The Protocol Converter, a device converts one protocol into other protocol, is ideal for situations where data from monitored equipment is incompatible with the protocols used by the building management system (BMS) or network management system (NMS), such as in cases where legacy monitoring systems are present. The ability of the protocol converter to accept up to 1,024 inputs over 32 modules means flexible integration with multiple alarm and management systems using one simple device. Protocol converters are widely used in process or industrial automation, building automation, substation automation, automatic meter reading and vehicle automation applications.

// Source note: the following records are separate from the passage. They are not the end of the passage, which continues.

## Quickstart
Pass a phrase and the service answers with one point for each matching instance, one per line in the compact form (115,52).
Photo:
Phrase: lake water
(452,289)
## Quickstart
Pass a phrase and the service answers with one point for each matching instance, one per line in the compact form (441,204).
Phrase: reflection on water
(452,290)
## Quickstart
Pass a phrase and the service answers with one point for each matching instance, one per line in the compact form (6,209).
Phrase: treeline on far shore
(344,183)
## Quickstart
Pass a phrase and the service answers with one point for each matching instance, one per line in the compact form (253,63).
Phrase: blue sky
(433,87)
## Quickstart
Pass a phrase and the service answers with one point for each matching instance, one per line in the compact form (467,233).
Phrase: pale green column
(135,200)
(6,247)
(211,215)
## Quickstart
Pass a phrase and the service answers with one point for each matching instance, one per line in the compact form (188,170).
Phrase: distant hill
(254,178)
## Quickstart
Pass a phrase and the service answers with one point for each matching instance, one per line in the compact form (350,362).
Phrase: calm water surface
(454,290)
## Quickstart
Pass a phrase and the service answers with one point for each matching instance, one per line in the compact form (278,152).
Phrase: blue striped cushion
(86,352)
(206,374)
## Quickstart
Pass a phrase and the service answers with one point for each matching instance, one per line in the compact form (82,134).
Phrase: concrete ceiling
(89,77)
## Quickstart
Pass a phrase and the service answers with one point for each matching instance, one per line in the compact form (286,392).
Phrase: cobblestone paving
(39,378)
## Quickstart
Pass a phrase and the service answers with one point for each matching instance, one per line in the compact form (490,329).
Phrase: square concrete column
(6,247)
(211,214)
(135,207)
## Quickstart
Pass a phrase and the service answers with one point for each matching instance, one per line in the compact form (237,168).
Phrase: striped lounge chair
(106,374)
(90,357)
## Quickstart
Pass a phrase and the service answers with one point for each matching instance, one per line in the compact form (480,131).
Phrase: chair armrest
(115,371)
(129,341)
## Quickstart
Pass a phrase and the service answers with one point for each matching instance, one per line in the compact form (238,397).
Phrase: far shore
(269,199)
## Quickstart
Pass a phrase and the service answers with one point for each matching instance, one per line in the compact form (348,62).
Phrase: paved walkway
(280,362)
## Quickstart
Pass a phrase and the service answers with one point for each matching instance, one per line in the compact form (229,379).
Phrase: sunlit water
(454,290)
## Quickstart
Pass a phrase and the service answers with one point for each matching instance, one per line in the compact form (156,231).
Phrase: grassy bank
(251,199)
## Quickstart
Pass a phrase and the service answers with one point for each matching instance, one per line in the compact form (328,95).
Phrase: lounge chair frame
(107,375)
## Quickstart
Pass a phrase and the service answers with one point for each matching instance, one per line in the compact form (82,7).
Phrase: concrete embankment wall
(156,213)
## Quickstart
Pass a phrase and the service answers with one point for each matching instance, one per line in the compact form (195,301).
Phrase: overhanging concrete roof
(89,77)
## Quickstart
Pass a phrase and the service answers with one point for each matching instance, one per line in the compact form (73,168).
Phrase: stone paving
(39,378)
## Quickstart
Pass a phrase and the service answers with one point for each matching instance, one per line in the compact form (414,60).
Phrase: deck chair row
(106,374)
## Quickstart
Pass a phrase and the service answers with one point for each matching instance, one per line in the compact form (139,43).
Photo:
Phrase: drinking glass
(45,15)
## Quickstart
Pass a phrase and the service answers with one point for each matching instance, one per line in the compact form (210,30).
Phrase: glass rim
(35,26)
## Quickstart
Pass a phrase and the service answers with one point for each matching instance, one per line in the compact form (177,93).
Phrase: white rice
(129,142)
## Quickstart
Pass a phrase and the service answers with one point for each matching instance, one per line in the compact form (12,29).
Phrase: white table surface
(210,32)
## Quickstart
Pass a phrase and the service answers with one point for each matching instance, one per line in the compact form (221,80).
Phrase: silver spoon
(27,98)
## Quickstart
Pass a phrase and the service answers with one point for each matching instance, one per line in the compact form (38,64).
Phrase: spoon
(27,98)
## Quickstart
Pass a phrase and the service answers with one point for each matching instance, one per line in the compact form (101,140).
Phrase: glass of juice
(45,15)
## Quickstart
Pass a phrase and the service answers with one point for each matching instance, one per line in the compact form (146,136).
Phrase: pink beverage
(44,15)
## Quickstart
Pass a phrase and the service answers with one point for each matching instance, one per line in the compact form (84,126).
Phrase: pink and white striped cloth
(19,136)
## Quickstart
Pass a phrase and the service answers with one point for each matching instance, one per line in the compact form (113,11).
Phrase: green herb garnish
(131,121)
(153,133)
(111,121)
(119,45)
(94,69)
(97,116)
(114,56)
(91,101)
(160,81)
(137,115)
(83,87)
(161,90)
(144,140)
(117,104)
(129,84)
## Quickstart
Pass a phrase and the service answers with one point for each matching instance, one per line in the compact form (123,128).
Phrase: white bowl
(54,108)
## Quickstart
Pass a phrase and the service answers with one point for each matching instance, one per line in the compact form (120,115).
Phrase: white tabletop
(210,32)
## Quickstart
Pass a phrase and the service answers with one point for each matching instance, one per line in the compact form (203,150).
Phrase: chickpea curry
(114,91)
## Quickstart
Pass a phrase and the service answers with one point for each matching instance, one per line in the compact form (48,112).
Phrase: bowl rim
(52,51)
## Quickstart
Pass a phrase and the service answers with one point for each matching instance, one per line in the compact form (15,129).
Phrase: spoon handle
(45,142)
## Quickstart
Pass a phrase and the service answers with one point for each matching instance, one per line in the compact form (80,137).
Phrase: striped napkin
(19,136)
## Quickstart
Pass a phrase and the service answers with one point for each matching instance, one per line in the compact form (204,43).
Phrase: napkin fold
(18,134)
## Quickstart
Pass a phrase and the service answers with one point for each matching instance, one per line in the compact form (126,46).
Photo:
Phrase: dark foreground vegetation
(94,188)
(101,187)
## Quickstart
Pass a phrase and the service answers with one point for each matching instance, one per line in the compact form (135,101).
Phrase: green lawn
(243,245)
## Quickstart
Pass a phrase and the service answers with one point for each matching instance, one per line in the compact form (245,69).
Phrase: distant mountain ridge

Protocol converters are normally used with switches, PCIe network cards and fiber media converters, CWDM and DWDM equipment, PDH multiplexers etc. Protocol converter series may put into action the actual transformation in between single E1 protocol port as well as protocol ports of V.35, V.24, RS232 or Ethernet within the tranny system; it may be thoroughly utilized in numerous being able to access problems with regard to providers as well as commercial clients, for example DDN, ATM, as well as for that transformation in between router and E1 port, or even the actual occasion exactly where Ethernet tend to be interconnected from divided internet websites through SDH or even additional tranny gear.

1. Protocol converter can offer local, remote loop-back functions, commanded remote device loop-back as well as pseudo-random code testing perform; loop-back perform may be used without influence on normal network data conversation and can not really lead to the actual meltdown of network;

2. E1 port may support 120ohm/75 ohm opposition concurrently;

3. V.24 port may assistance a rate of 64K or 128K (optional), and may carry out tranny from any kind of specific time-slot within E1 port; also it can function under DTE and DCE modes;

4. V.35 user port may support N*64K (N=1~32) adaptive rate, and may assistance inner, exterior and slave clock modes, in order to end up being designed in order to numerous programs; also it can function under DTE and DCE modes;

5. RS232 port may assistance the actual a good adaptive rate lower than 115.2K;

6. Ethernet port may assistance N*64K (N=1~32) adjustable rate, and may assistance four channels of Switched Ethernet ports and may end up being channel-isolated; Ethernet mode may assistance 10M/100M semi-duplex as well as 10/100M full-duplex modes as well as adaptive mode (optional), as well as assistance VLAN protocol;

7. Ethernet protocol convertor may identify the actual delivering as well as getting information caution associated with E1 port instantly, as well as switch off Ethernet function instantly.

How To Choose A Converter

There are basically two types of protocol converter which are listed below.

1. Software Protocol Converters
2. Hardware Protocol Converters

Some of the most popular industrial automation protocols are DF-1, CAN (Controller Area Network), RS232 Ethernet Converter, RS422 Ethernet Converter, ControlNet, DeviceNet, HostLink Protocol, Profibus, Modbus, Honeywell SDS, HART Protocol, EtherNet/IP etc. And some Industrial control system protocols like MTConnect, OPC, OPC UA. Select the converter that best matches your application and communication setup, keeping in mind three key features:

Number of connections—some converters support single connections, while others provide as many as 32 multiple connections with multiple serial ports.

Baud rate—we have seen converters with baud rates as high as 921kbaud. Converters with lower baud rates are less expensive, but their performance is slower.

Connectivity protocol—the converter must support the protocol used by your network, either TTL serial, RS-232, RS-422, or RS-485.

Consider the number of connections, baud rate and connectivity protocol, you can finally buy a protocol converter meet your applications.